So i am having an issue regarding a query to get the latest data based on status
For example. I have a table like these
Schema (PostgreSQL v12)
CREATE TABLE test(
id INTEGER,
user_id INTEGER,
product VARCHAR(20),
status VARCHAR(20)
);
INSERT INTO test VALUES(1,1,'WALK','ACTIVE');
INSERT INTO test VALUES(2,1,'RUN','ACTIVE');
INSERT INTO test VALUES(3,2,'WALK','INACTIVE');
INSERT INTO test VALUES(4,2,'RUN','ACTIVE');
INSERT INTO test VALUES(5,3,'WALK','UPDATING');
INSERT INTO test VALUES(6,3,'RUN','ACTIVE');
INSERT INTO test VALUES(7,4,'WALK','UPDATING');
INSERT INTO test VALUES(8,4,'RUN','INACTIVE');
INSERT INTO test VALUES(9,2,'RUN','UPDATING');
Query #1
SELECT * FROM test;
id | user_id | product | status |
---|---|---|---|
1 | 1 | WALK | ACTIVE |
2 | 1 | RUN | ACTIVE |
3 | 2 | WALK | INACTIVE |
4 | 2 | RUN | ACTIVE |
5 | 3 | WALK | UPDATING |
6 | 3 | RUN | ACTIVE |
7 | 4 | WALK | UPDATING |
8 | 4 | RUN | INACTIVE |
9 | 2 | RUN | UPDATING |
Basically, i need a query to get the latest of user_id status and the status only for active and updating.
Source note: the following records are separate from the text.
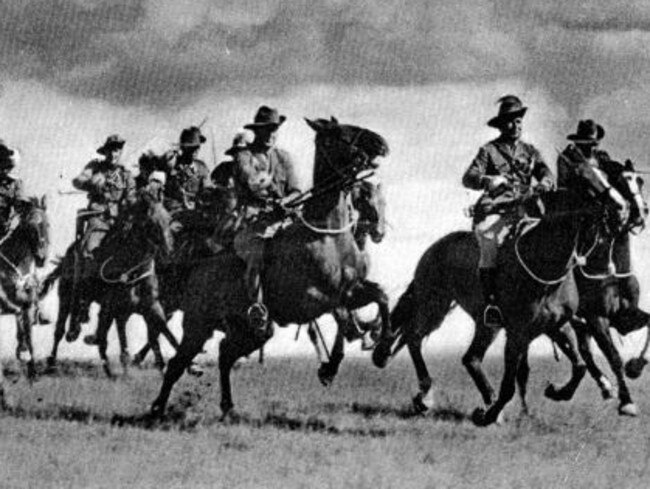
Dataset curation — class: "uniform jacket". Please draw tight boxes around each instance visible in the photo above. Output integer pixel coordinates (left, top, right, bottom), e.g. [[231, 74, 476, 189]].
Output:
[[463, 138, 553, 214], [235, 145, 299, 207], [163, 152, 211, 213], [72, 160, 135, 217]]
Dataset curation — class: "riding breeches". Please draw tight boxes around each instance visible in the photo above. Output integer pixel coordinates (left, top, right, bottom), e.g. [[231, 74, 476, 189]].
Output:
[[474, 214, 517, 268], [234, 224, 264, 302], [81, 216, 111, 258]]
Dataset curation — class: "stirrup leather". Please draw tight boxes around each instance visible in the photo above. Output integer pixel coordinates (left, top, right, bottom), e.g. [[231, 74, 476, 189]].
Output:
[[483, 304, 503, 327]]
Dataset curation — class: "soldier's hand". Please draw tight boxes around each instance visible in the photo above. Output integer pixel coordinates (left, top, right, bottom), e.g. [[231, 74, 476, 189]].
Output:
[[486, 175, 508, 192], [90, 173, 106, 188]]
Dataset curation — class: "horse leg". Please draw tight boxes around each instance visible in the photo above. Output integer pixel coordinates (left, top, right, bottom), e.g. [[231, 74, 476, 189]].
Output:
[[115, 313, 130, 377], [95, 301, 115, 379], [132, 341, 151, 366], [316, 312, 345, 387], [625, 326, 650, 379], [219, 328, 269, 418], [544, 325, 587, 401], [151, 318, 210, 417], [516, 348, 530, 416], [593, 317, 639, 416], [406, 334, 434, 413], [463, 320, 498, 406], [574, 325, 614, 400], [343, 280, 393, 368], [472, 330, 530, 426]]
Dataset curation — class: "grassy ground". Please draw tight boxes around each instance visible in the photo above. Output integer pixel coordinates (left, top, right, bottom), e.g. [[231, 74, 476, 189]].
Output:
[[0, 356, 650, 489]]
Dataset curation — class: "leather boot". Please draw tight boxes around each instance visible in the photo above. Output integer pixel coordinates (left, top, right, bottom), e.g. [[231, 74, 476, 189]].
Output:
[[479, 268, 503, 328]]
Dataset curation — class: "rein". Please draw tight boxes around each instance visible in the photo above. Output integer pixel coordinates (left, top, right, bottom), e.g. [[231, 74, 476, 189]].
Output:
[[99, 256, 154, 285], [298, 214, 359, 234], [514, 219, 581, 285]]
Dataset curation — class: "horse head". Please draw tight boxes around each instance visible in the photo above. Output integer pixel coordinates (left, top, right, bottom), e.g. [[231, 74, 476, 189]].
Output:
[[16, 195, 50, 267], [352, 179, 386, 248], [608, 160, 649, 230], [121, 194, 173, 257], [305, 117, 389, 187], [576, 162, 630, 234]]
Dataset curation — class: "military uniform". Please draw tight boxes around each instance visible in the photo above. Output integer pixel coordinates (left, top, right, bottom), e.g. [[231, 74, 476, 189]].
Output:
[[0, 175, 27, 235], [233, 106, 299, 329], [72, 159, 135, 257], [163, 151, 210, 215], [462, 95, 553, 325]]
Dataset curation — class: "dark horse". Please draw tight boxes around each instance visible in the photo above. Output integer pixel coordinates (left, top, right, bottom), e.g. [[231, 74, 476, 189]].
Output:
[[375, 165, 623, 425], [152, 118, 392, 415], [0, 196, 50, 382], [546, 160, 650, 416], [44, 195, 178, 376]]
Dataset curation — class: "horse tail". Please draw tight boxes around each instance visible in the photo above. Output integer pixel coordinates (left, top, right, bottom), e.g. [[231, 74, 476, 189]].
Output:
[[390, 281, 417, 332], [38, 260, 63, 300]]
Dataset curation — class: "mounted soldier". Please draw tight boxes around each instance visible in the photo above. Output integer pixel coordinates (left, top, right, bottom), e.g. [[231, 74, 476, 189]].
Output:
[[210, 131, 252, 187], [70, 134, 135, 328], [158, 126, 210, 216], [462, 95, 554, 326], [0, 140, 30, 314], [233, 106, 300, 328]]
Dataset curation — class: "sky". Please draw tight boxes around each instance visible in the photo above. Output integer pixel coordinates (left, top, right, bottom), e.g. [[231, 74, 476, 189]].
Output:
[[0, 0, 650, 358]]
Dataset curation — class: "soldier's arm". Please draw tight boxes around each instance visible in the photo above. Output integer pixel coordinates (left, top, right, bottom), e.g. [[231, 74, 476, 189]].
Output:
[[124, 170, 138, 206], [531, 148, 555, 190], [462, 148, 490, 190]]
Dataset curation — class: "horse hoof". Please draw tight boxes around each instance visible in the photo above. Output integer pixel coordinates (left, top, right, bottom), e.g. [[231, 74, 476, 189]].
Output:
[[149, 402, 165, 419], [618, 402, 639, 418], [65, 328, 81, 343], [625, 357, 648, 379], [413, 390, 434, 414], [187, 364, 204, 378], [472, 408, 490, 426], [372, 342, 390, 368], [84, 334, 99, 346]]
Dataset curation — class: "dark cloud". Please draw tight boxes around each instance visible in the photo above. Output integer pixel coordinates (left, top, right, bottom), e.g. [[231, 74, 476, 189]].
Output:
[[0, 0, 650, 115]]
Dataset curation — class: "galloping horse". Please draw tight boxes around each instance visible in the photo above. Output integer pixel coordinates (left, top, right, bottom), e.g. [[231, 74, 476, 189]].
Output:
[[373, 165, 623, 425], [0, 196, 50, 380], [44, 196, 178, 376], [546, 160, 650, 416], [152, 118, 392, 415]]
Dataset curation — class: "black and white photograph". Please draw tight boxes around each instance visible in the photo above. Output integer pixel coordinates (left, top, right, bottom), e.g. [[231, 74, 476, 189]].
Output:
[[0, 0, 650, 489]]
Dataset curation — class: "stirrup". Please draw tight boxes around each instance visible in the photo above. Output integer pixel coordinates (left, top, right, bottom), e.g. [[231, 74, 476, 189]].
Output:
[[246, 302, 269, 329], [483, 304, 503, 328]]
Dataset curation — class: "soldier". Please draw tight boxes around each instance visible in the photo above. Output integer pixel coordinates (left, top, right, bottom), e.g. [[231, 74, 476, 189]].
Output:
[[557, 119, 611, 191], [72, 134, 135, 322], [162, 126, 210, 216], [234, 106, 300, 328], [0, 140, 29, 314], [210, 131, 251, 188], [463, 95, 554, 326]]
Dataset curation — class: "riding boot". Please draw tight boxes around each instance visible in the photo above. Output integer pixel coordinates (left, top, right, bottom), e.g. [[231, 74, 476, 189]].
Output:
[[479, 268, 503, 328], [245, 263, 269, 331]]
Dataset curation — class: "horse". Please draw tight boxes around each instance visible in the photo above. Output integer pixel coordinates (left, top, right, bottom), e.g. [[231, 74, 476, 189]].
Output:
[[0, 196, 50, 382], [151, 117, 392, 416], [373, 165, 624, 426], [546, 160, 650, 416], [43, 194, 178, 377]]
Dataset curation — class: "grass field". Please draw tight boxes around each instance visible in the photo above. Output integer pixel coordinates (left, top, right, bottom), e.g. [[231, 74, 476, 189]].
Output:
[[0, 355, 650, 489]]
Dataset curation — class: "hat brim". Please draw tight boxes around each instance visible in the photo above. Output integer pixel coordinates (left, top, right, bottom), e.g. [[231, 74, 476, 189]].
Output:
[[566, 124, 605, 144], [487, 107, 528, 129], [97, 142, 124, 155], [244, 115, 287, 129]]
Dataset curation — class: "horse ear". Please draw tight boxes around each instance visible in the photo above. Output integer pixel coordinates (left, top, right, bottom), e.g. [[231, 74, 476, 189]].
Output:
[[305, 117, 323, 132]]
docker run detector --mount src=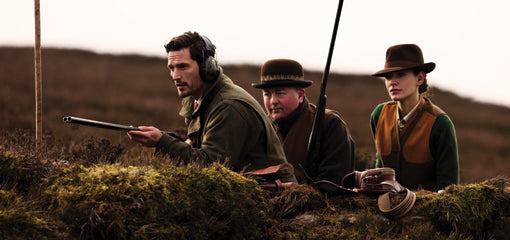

But, if active and updating is exists, they pick the active one. So from this table, the result should be
user_id | status |
---|---|
1 | ACTIVE |
2 | ACTIVE |
3 | ACTIVE |
4 | UPDATING |
i tried this, but it only return the latest value
SELECT distinct on (user_id) user_id, status
FROM test
ORDER BY user_id DESC
CodePudding user response:
Try:
With cte as (
select *,
row_number() over(partition by user_id order by id desc) row_num
from test
)
select user_id,status
from cte
where row_num=1;
Note that above query takes in consideration that max(id) is the latest value for each user_id
Another solution, use subquery to get the max(id) for each user:
select user_id,status
from test
where id in (select max(id)
from test
group by user_id
);
CodePudding user response:
using distinct on
SELECT distinct on (user_id) user_id, status
FROM test where status in ('ACTIVE','UPDATING')
ORDER BY user_id asc,id DESC
CodePudding user response:
We can user ROW_NUMBER() in a CTE with ORDER BY id DESC so that number 1 is the latest row.
with cte as
(select
user_id,
status,
row_number() over (partition by user_id order by id desc) rn
from test
where status in ('ACTIVE','UPDATING')
)
select * from cte
where rn = 1
order by user_id;
user_id | status | rn |
---|---|---|
1 | ACTIVE | 1 |
2 | ACTIVE | 1 |
3 | ACTIVE | 1 |
4 | UPDATING | 1 |
CodePudding user response:
Another option:
SELECT distinct on (user_id) user_id, status
FROM test
where status != 'INACTIVE'
ORDER BY user_id, array_position('{ACTIVE,UPDATING}', status)
When you do distinct on
the order by
is mandatory for the distinct field(s) (user_id
in this case), but you also need to specify the sort criteria after that to determine which distinct record to show.
In other words, you want to only show one record by user id, but HOW do you determine which one? That's why you need the second argument in the order by.